— Этой ночью мы будем только вдвоем.
И они были только вдвоем, как вот уже двадцать лет. И она была так же игрива и настойчива, так же влюблена и весела, как и тогда, когда они были вместе в первый раз. Наконец настойчивость сменилась безмерным покоем, в котором на время рассеялись мысли о Программе, оставив после себя что-то далекое, к чему можно вернуться когда-нибудь и когда-нибудь закончить.
— Мария… — сказал он.
— Да, Робби?
— Yo te amo, corazon. [11]
— Yo te amo, Робби.
А потом, когда он лежал рядом с ней, терпеливо ожидая, когда ее дыхание успокоится, Программа снова вернулась в его мысли. Решив, что жена заснула, он встал и начал одеваться в темноте.

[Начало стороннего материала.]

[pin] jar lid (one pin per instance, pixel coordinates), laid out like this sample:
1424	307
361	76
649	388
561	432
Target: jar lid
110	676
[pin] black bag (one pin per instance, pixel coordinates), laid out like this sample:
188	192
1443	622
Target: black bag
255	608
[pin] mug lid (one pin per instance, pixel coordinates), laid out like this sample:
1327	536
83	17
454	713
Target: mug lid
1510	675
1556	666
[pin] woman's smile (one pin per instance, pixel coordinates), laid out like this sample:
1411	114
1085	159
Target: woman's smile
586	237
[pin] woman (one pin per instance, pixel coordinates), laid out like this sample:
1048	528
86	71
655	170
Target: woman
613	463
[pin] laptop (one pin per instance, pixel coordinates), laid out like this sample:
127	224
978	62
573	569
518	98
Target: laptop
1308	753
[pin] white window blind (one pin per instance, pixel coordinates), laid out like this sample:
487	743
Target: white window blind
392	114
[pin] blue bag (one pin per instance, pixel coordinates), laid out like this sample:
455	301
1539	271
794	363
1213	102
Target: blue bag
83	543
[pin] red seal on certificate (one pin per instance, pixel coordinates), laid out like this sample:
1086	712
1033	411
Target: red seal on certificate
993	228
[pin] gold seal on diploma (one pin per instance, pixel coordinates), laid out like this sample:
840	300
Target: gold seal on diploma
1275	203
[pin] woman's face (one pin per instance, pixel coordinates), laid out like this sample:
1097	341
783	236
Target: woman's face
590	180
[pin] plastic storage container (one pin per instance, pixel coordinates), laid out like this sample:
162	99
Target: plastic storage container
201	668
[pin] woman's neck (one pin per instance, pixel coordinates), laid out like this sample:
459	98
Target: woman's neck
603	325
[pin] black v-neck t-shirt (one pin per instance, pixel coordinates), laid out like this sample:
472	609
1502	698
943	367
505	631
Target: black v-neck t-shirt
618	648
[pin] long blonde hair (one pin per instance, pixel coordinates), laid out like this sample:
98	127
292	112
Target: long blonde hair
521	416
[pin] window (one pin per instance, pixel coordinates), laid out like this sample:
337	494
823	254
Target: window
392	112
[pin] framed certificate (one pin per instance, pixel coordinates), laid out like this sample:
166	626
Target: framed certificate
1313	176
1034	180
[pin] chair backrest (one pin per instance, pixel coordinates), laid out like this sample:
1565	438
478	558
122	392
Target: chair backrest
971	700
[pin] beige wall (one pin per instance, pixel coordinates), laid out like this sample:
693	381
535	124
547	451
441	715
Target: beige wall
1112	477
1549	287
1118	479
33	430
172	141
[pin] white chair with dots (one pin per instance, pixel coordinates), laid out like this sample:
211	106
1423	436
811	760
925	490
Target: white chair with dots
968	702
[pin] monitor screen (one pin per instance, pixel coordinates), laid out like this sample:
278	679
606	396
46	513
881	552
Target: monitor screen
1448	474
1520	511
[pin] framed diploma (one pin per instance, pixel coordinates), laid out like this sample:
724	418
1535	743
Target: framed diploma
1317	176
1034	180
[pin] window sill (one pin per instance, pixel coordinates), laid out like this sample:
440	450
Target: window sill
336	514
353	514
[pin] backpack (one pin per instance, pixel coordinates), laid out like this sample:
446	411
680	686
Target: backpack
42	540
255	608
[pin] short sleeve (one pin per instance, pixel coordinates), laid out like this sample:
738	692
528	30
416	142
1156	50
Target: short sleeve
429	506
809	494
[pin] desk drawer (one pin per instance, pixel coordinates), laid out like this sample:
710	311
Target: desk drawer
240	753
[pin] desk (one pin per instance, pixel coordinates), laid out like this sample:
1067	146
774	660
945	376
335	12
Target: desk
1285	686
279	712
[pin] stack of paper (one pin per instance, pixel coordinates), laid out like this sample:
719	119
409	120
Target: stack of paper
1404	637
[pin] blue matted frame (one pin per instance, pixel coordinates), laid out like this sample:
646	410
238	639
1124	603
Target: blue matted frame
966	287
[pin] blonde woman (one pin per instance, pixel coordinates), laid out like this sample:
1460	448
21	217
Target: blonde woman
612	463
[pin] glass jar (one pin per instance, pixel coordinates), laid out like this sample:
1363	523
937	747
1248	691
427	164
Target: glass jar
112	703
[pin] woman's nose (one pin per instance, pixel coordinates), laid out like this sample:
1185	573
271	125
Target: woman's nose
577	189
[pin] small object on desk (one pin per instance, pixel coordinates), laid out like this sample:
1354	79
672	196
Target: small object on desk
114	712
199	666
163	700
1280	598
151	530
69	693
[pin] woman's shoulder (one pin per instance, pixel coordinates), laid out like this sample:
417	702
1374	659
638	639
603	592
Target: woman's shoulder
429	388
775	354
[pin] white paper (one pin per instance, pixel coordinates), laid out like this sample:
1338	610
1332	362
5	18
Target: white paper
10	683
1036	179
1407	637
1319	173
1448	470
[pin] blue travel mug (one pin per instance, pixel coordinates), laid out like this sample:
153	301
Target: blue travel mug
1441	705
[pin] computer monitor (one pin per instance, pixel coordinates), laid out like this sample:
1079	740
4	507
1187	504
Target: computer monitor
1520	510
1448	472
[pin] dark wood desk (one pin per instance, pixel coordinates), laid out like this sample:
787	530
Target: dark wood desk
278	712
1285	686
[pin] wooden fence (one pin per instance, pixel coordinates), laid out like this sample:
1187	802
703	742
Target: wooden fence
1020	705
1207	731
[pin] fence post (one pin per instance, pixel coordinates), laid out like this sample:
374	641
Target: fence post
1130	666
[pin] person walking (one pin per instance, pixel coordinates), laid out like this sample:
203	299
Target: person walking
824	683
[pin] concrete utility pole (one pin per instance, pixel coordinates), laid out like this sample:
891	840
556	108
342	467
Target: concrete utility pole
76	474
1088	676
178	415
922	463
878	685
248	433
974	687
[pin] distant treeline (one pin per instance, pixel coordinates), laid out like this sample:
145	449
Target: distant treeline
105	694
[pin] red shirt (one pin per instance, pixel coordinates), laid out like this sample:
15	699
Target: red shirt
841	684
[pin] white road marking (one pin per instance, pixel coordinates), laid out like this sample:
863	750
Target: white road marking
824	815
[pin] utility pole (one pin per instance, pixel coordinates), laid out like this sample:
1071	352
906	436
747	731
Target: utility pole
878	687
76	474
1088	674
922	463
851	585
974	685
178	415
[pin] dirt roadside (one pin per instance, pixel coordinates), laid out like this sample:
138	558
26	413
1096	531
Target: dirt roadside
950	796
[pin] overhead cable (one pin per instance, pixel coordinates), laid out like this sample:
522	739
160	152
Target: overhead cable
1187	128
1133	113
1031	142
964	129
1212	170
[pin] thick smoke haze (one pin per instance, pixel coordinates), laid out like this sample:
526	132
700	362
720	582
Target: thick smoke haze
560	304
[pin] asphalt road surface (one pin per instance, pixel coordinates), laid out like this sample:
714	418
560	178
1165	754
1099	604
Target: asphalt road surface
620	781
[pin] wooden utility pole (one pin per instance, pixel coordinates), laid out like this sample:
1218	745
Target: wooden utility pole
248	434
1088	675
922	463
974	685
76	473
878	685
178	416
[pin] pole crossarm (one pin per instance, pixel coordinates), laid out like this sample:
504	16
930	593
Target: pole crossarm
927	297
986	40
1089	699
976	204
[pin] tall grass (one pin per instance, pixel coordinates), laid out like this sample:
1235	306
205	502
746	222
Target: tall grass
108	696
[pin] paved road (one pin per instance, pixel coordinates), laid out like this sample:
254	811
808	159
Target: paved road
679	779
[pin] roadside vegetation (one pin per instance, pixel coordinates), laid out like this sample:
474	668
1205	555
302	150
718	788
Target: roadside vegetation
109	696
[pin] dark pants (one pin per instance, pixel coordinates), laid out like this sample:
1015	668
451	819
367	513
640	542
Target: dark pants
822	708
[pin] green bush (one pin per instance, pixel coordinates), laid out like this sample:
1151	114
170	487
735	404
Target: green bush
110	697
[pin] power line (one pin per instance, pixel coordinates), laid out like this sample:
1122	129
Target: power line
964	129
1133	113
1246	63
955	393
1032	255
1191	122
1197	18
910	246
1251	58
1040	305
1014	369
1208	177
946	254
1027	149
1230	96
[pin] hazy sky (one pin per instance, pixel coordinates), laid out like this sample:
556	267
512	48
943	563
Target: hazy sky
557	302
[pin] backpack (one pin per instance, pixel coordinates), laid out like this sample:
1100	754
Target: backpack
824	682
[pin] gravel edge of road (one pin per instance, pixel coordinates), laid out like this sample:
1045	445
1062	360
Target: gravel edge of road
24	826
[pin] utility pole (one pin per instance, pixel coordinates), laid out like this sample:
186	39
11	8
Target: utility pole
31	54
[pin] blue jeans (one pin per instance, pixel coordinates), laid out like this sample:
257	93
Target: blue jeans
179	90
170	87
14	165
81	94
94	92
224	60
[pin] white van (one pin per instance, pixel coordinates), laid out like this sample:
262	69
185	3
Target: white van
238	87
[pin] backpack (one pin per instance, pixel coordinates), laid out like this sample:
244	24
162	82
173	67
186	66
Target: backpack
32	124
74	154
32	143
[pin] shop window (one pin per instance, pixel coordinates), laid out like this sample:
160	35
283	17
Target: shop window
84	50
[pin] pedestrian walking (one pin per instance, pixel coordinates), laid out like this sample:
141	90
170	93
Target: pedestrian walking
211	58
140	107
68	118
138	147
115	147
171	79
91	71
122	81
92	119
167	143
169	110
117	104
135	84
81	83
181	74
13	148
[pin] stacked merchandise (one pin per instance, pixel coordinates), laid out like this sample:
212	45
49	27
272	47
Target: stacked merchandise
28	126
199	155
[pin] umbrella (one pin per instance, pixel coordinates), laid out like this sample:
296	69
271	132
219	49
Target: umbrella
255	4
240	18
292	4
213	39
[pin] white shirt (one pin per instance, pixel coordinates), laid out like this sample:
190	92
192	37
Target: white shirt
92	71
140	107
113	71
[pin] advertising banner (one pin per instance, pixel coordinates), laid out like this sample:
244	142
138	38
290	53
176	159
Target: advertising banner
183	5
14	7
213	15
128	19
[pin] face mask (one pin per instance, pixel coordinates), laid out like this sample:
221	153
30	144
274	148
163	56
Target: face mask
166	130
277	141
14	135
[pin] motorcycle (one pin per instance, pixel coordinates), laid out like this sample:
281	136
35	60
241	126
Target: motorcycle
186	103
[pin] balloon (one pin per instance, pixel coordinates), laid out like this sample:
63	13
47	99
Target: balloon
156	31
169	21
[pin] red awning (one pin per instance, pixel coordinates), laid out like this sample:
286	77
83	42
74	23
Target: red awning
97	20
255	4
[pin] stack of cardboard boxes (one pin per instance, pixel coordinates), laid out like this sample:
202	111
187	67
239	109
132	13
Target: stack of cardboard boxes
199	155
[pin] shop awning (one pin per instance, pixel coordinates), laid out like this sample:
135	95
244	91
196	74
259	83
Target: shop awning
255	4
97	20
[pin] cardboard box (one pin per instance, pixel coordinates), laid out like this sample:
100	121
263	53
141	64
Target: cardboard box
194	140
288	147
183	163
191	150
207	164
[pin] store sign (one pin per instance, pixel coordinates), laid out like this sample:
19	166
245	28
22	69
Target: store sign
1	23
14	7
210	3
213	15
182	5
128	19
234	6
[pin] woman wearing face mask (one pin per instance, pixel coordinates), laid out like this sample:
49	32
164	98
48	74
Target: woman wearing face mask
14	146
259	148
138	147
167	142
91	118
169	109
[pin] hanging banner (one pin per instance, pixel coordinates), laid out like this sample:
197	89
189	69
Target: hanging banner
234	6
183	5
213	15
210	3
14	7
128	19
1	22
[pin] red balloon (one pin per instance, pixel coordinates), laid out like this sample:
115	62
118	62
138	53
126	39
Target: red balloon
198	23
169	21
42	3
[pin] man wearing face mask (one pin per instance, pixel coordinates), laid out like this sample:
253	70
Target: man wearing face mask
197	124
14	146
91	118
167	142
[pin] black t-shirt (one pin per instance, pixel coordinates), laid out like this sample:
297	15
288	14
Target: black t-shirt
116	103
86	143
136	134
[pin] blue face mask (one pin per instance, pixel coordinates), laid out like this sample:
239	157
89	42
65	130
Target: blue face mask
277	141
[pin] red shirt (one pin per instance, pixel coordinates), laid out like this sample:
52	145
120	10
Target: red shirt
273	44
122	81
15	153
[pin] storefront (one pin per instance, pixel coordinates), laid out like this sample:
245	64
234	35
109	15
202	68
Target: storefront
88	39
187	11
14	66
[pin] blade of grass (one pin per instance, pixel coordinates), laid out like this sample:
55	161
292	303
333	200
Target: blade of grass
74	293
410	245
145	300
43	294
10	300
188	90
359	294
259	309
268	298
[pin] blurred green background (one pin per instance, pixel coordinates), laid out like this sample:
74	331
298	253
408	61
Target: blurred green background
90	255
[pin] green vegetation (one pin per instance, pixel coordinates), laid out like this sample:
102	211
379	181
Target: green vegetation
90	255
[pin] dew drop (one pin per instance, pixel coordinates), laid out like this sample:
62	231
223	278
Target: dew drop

— Робби? — в голосе ее звучал страх.
— Querida?
— Ты снова уходишь?
— Я не хотел тебя будить.
— Ты обязательно должен идти?
— Это мой долг.
— Ну, хотя бы один раз останься со мной.
Он включил свет и увидел на ее лице беспокойство, но без истерии.
— Кто не движется, того ржа покрывает. Кроме того, мне было бы стыдно.
— Понимаю. Тогда иди, только возвращайся поскорее.
Он выложил на полочку в ванной две таблетки и спрятал остальные.
В главном здании настоящая жизнь начиналась ночью, когда солнечный радиошум был минимальным. По коридорам сновали девушки с кофейниками, у буфета стояли поглощенные разговором мужчины.
Макдональд вошел в центральную аппаратную. У приборов дежурил Адамс, техником был Монтелеоне. Адамс поднял голову, безнадежным жестом тронул наушники на своей голове и пожал плечами. Макдональд кивнул ему и Монтелеоне, потом перевел взгляд на график. Случайное распределение, как и всегда.
Адамс нагнулся рядом с ним, указал пару пиков.
— Может, в них что-то есть.
— Маловероятно, — ответил Макдональд.
— Наверное, ты прав. Компьютер никак не среагировал.
— Когда несколько лет кряду разглядываешь графики, они входят тебе в кровь и ты сам начинаешь думать, как компьютер.
— Или впадаешь в депрессию из-за неудач.
— Бывает…
Помещение блестело, как лаборатория: стекло, металл и пластик, все гладкое и стерильное, и всюду пахло электрическим током. Макдональд, конечно, знал, что у электричества нет запаха, но так уж привык думать. Может, это пахло озоном, нагретой изоляцией или маслом. Впрочем, чем бы ни пахло, жалко было терять время на расследование. Честно говоря, Макдональду и не хотелось этого знать. Он предпочитал думать об этом, как о запахе электричества. Может, потому ученый из него был никакой. «Ученый — это человек, который хочет знать, почему», — раз за разом повторяли ему учителя.
Макдональд склонился над пультом и щелкнул тумблером. Тихий шипящий шум заполнил помещение, словно воздух выходил из проколотой шины.
Он повернул ручку, и звук превратился в то, что Теннисон назвал «урчащими мириадами пчел». Еще чуть-чуть — и звук напомнил Мэтью Арнольда.
…меланхолия и немолчный шум
Дыханием ночного ветра
Уносимой… [12]
Он еще покрутил ручку, и звуки перешли в шум далеких голосов: одни звали, другие истошно орали, третьи спокойно рассуждали, а четвертые шептали — все как один в безграничном отчаянии, старались что-то втолковать и все до одного были за порогом понимания. Закрыв глаза, Макдональд почти видел лица, прижатые к далекому оконному стеклу, кривящиеся в страшных усилиях, чтобы их услышали и поняли.
Однако все они говорили одновременно, и Макдональду хотелось крикнуть: «Молчать! Говори ты… вот ты, с пурпурными антеннами. Говорите по очереди, и мы выслушаем всех, хотя бы это длилось сто лет или сто человеческих жизней».
— Иногда, — сказал Адамс, — мне кажется, что динамики установили напрасно. Через какое-то время начинаешь что-то слышать, порой даже принимаешь какие-то послания. Век бы этого не слышать.